Incident SLA Management in Service Manager

Incident SLA Management in Service Manager

Rate This
  • Comments 49

This blog post describes how to build a custom SLA management solution in SCSM.  If you are looking for more of a plug and play solution check out a solution provided by our partner Cased Dimensions that provides Service Level Management.  Check out the Cased Dimensions demo video.

A question that has been discussed eagerly on forums regarding Service Manager 2010 is how to be able to take action upon incidents breaching their Service Level Agreement (SLA). In this post Patrik Sundqvist and I will show you one way to do it. There are three goals of this blog post:

  1. Explain how to configure incident SLAs in Service Manager 2010.
  2. Explain how to use the plug and play solution that we built for managing SLAs.
  3. Explain how we built the solution and in particular how to create custom Windows Workflow Foundation activities that use the Service Manager SDK.

How to Configure Incident SLAs in Service Manager

When an incident is registered within Service Manager, it will get a priority based on a priority calculation drive by the urgency and impact of the incident. The priority and target resolution time are also recalculated each time the impact and/or urgency changes. The calculation is based on a matrix which can be configured directly in the console at "Administration" – "Settings" – "Incident Settings".

image

 

In the same place where you configure the priority matrix you're able to define target resolution times per priority level.

image

 

As mentioned above, when an incident is registered in Service Manager it receives a priority based on the matrix. At the same time as it receives the priority it also get's a "Target Resolution Time", which is based on the priority and the resolution time configuration.

image

 

Notice here how the Priority is set to 1 because the Impact and Urgency are both High. The priority is determined by the Urgency/Impact matrix shown above.

image

 

Here, notice how the Resolve By (also called 'Target Resolution Time') is set to the time the incident was created plus 30 minutes per the configuration shown above.

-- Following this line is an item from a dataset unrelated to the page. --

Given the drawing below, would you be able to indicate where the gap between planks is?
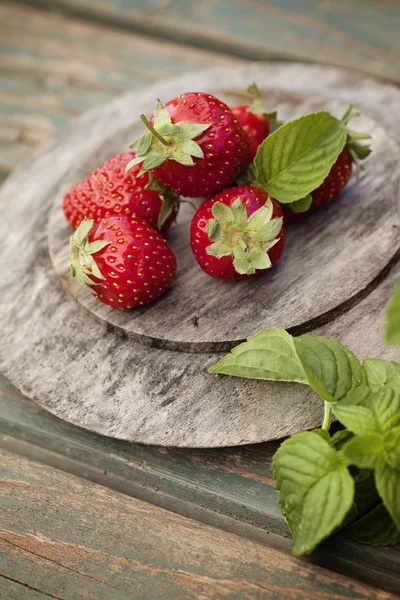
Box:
[0,434,400,593]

Out of the box you can manage incidents which are still active past their target resolution times by using the 'Overdue Incidents' view.

image

 

This is a pretty passive approach though and requires someone to be continually hitting refresh on the view instead of managing things by exception. You can also run an Incident KPI Trend report to see the number of incidents that didn't meet their SLA:

image

 

Wow! The Contoso service desk team is really doing a bad job of meeting their SLAs! :)

You can also run the Incident Resolution report

image

 

Either of these reports you can slice by queue, source, time range, etc. Our upcoming dashboard release for Service Manager will also have some interesting views on this data.

But again, these are also pretty passive approaches to managing incidents.

What we hear from customers a lot is that they want to take a more proactive approach to managing incident SLAs. After all some people's jobs depend on having good incident SLA numbers!

Here are a couple of things that people want to do which we don't provide for out of the box but with a little customization can be configured:

  • Have a view of incidents which are within X minutes of breaching the SLA – see this blog post but instead of doing it for Last Modified do it for Target Resolution Time is Less Than [Now] + 30m (or whatever your desired warning threshold is).
  • Send a notification to the assigned to analyst when the incident is X minutes away from breaching SLA.
  • Send a notification to a manager when the incident is X minutes away from breaching SLA. Send another one when it has breached SLA.
  • Escalate/route an incident automatically when the incident is X minutes away from breaching SLA or when it has breached SLA.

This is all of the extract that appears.